RE: [PATCH] arm64: kprobe: Enable OPTPROBE for arm64

From: Song Bao Hua (Barry Song)
Date: Sat Jul 31 2021 - 08:21:55 EST




> -----Original Message-----
> From: Masami Hiramatsu [mailto:mhiramat@xxxxxxxxxx]
> Sent: Saturday, July 31, 2021 1:16 PM
> To: Song Bao Hua (Barry Song) <song.bao.hua@xxxxxxxxxxxxx>
> Cc: liuqi (BA) <liuqi115@xxxxxxxxxx>; catalin.marinas@xxxxxxx;
> will@xxxxxxxxxx; naveen.n.rao@xxxxxxxxxxxxx; anil.s.keshavamurthy@xxxxxxxxx;
> davem@xxxxxxxxxxxxx; linux-arm-kernel@xxxxxxxxxxxxxxxxxxx; Zengtao (B)
> <prime.zeng@xxxxxxxxxxxxx>; robin.murphy@xxxxxxx; Linuxarm
> <linuxarm@xxxxxxxxxx>; linux-kernel@xxxxxxxxxxxxxxx
> Subject: Re: [PATCH] arm64: kprobe: Enable OPTPROBE for arm64
>
> On Fri, 30 Jul 2021 10:04:06 +0000
> "Song Bao Hua (Barry Song)" <song.bao.hua@xxxxxxxxxxxxx> wrote:
>
> > > > > >
> > > > > > Hi Qi,
> > > > > >
> > > > > > Thanks for your effort!
> > > > > >
> > > > > > On Mon, 19 Jul 2021 20:24:17 +0800
> > > > > > Qi Liu <liuqi115@xxxxxxxxxx> wrote:
> > > > > >
> > > > > > > This patch introduce optprobe for ARM64. In optprobe, probed
> > > > > > > instruction is replaced by a branch instruction to detour
> > > > > > > buffer. Detour buffer contains trampoline code and a call to
> > > > > > > optimized_callback(). optimized_callback() calls opt_pre_handler()
> > > > > > > to execute kprobe handler.
> > > > > >
> > > > > > OK so this will replace only one instruction.
> > > > > >
> > > > > > >
> > > > > > > Limitations:
> > > > > > > - We only support !CONFIG_RANDOMIZE_MODULE_REGION_FULL case to
> > > > > > > guarantee the offset between probe point and kprobe pre_handler
> > > > > > > is not larger than 128MiB.
> > > > > >
> > > > > > Hmm, shouldn't we depends on !CONFIG_ARM64_MODULE_PLTS? Or,
> > > > > > allocate an intermediate trampoline area similar to arm optprobe
> > > > > > does.
> > > > >
> > > > > Depending on !CONFIG_ARM64_MODULE_PLTS will totally disable
> > > > > RANDOMIZE_BASE according to arch/arm64/Kconfig:
> > > > > config RANDOMIZE_BASE
> > > > > bool "Randomize the address of the kernel image"

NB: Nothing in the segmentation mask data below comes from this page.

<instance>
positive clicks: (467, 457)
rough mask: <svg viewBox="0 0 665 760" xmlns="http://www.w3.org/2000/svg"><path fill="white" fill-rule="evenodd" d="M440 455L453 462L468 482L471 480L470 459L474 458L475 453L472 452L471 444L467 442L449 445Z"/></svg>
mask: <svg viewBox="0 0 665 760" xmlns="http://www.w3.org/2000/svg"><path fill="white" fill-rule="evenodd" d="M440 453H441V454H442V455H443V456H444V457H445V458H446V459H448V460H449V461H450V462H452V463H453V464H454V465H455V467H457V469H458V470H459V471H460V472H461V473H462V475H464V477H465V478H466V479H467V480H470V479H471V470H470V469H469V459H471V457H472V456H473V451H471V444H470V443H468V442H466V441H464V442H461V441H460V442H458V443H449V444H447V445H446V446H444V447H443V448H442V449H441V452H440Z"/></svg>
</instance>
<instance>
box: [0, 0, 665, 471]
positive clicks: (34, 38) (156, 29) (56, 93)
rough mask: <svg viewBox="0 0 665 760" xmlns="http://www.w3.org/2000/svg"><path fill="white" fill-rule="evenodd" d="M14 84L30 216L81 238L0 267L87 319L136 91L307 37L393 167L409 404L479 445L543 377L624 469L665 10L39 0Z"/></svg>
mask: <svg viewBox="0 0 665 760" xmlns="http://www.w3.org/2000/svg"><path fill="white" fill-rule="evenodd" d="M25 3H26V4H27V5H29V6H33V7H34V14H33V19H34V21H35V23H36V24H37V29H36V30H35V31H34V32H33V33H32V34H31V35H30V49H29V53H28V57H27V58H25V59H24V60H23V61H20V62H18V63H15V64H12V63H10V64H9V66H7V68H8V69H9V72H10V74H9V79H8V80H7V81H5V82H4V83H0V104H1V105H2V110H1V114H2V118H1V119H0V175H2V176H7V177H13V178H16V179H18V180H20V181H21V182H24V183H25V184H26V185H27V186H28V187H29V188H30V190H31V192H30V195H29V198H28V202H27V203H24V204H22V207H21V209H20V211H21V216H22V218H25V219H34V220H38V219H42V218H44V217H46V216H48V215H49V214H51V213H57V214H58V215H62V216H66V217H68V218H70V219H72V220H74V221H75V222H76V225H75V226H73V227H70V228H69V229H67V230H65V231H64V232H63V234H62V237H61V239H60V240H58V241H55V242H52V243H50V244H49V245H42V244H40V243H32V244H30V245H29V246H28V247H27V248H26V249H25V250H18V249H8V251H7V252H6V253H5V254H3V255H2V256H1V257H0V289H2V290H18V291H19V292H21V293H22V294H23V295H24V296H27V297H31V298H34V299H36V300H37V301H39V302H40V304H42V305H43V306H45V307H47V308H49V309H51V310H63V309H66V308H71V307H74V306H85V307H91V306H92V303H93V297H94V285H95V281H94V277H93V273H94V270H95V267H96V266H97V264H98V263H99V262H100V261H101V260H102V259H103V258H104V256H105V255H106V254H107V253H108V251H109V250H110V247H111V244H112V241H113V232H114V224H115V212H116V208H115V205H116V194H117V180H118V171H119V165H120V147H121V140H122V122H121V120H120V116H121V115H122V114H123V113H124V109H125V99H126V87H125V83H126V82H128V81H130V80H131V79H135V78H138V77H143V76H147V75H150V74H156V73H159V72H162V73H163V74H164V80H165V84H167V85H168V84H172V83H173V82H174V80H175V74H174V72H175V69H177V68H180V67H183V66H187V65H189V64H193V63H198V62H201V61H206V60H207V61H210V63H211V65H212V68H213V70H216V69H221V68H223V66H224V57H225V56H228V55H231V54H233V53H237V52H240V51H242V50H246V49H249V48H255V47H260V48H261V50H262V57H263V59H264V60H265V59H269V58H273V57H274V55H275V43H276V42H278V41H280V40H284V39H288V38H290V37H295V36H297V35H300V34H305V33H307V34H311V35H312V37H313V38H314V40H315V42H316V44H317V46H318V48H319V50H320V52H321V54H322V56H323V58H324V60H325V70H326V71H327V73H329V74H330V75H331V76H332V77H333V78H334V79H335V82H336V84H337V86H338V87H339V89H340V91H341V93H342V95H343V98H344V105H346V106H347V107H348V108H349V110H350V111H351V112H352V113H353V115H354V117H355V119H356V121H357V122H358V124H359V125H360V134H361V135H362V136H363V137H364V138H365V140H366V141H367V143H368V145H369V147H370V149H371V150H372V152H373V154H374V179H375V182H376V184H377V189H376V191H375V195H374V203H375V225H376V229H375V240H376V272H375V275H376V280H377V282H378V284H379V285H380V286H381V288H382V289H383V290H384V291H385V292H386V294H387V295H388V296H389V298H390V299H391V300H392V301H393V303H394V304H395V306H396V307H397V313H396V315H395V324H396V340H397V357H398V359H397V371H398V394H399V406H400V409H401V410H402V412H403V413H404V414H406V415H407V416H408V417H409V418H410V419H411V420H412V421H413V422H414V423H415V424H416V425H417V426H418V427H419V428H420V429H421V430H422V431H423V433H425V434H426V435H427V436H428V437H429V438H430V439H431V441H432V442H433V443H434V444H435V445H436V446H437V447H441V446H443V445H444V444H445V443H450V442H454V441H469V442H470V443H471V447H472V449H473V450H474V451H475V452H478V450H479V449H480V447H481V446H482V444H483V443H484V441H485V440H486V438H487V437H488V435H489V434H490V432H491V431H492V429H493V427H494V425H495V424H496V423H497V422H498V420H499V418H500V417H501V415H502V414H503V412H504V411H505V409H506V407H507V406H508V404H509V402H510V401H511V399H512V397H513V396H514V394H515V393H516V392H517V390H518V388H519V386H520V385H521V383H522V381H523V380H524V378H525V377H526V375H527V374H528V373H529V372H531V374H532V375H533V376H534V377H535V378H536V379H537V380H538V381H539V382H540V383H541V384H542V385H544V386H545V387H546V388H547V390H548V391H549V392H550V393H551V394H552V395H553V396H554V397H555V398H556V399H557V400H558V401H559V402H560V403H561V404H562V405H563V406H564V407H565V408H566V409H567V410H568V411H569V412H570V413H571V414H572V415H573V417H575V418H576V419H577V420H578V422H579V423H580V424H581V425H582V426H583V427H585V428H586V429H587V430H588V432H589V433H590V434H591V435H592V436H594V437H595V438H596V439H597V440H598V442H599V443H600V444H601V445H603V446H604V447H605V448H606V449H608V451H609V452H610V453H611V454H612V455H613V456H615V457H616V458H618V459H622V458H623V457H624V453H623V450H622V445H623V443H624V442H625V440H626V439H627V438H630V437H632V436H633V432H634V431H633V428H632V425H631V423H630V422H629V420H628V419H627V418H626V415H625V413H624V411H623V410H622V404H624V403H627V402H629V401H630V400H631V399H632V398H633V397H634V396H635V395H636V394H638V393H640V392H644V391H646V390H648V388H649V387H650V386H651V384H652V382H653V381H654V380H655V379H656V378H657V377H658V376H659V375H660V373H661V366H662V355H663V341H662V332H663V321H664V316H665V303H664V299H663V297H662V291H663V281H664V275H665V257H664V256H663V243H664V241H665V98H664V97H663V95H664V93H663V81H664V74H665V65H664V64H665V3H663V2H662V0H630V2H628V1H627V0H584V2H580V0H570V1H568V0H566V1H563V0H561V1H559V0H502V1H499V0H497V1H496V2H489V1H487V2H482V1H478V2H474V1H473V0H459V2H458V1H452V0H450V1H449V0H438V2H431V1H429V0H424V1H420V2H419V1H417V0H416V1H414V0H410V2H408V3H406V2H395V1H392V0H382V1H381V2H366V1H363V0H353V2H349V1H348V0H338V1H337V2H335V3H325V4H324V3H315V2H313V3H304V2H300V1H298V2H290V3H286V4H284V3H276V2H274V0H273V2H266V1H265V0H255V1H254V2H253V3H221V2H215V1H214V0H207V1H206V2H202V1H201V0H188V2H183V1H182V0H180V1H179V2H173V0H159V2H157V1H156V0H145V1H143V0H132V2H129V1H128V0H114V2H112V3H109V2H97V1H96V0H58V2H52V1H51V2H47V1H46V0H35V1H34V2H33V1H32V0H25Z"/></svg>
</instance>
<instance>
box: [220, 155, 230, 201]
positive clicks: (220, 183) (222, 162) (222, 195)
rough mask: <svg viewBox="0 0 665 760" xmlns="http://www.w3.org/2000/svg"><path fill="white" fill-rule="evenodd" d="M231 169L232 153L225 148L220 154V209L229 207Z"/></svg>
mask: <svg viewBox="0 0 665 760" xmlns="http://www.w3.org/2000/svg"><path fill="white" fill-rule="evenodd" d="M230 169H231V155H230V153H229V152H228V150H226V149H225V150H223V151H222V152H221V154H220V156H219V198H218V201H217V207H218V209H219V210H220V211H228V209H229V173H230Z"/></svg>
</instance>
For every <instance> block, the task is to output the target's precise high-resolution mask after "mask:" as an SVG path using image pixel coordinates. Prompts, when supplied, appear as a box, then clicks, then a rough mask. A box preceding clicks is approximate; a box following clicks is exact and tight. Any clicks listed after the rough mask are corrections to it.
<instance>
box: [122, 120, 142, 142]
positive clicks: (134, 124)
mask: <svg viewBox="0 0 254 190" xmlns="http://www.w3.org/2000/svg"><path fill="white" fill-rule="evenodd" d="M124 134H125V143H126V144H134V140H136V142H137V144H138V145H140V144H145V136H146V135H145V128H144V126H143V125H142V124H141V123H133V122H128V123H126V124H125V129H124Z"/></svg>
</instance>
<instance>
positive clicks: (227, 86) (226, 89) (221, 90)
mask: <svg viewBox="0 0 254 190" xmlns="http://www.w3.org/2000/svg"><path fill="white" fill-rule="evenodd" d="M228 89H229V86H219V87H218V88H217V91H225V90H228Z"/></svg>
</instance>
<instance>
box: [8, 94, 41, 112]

> > > > > select ARM64_MODULE_PLTS if MODULES
> > > > > select RELOCATABLE
> > > >
> > > > Yes, but why it is required for "RANDOMIZE_BASE"?
> > > > Does that imply the module call might need to use PLT in
> > > > some cases?
> > > >
> > > > >
> > > > > Depending on !RANDOMIZE_MODULE_REGION_FULL seems to be still
> > > > > allowing RANDOMIZE_BASE via avoiding long jump according to:
> > > > > arch/arm64/Kconfig:
> > > > >
> > > > > config RANDOMIZE_MODULE_REGION_FULL
> > > > > bool "Randomize the module region over a 4 GB range"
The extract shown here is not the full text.